Habitual sugar intake and cognitive impairment among multi-ethnic Malaysian older adults
Received 8 April 2019
Accepted for publication 21 June 2019
Published 22 July 2019 Volume 2019:14 Pages 1331—1342
Checked for plagiarism Yes
Review by Single anonymous peer review
Peer reviewer comments 2
Editor who approved publication: Dr Richard Walker
CP Chong,1 S Shahar,1 H Haron,1 N Che Din2
1Centre for Healthy Aging and Wellness, Faculty of Health Sciences, Universiti Kebangsaan Malaysia, Jalan Pahang, Kuala Lumpur, Malaysia; 2Psychology Program, Faculty of Health Sciences, Universiti Kebangsaan Malaysia, Jalan Pahang, Kuala Lumpur, Malaysia
Background: Sugar is widely consumed in Malaysia, and the excessive intake of sugar has been associated with cognitive functions. However, the association between sugar intake and cognitive impairment among Malaysian older adults is yet to be determined.

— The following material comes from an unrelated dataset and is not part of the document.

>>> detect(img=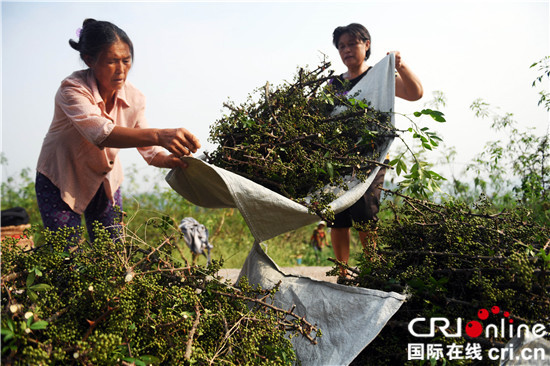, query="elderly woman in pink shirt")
[36,19,200,243]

Purpose: The objective of this study was to evaluate the associations between types and sources of sugar intake and cognitive functions and to identify their risk in predicting cognitive impairment (MMSE score <24).
Subjects and methods: A total of 1,209 subjects aged ≥60 years were recruited through multi-stage random sampling from selected states in Malaysia. Dietary intake was derived using a 7-day dietary history questionnaire and supplemented with a quantitative food frequency questionnaire for added sugar intake.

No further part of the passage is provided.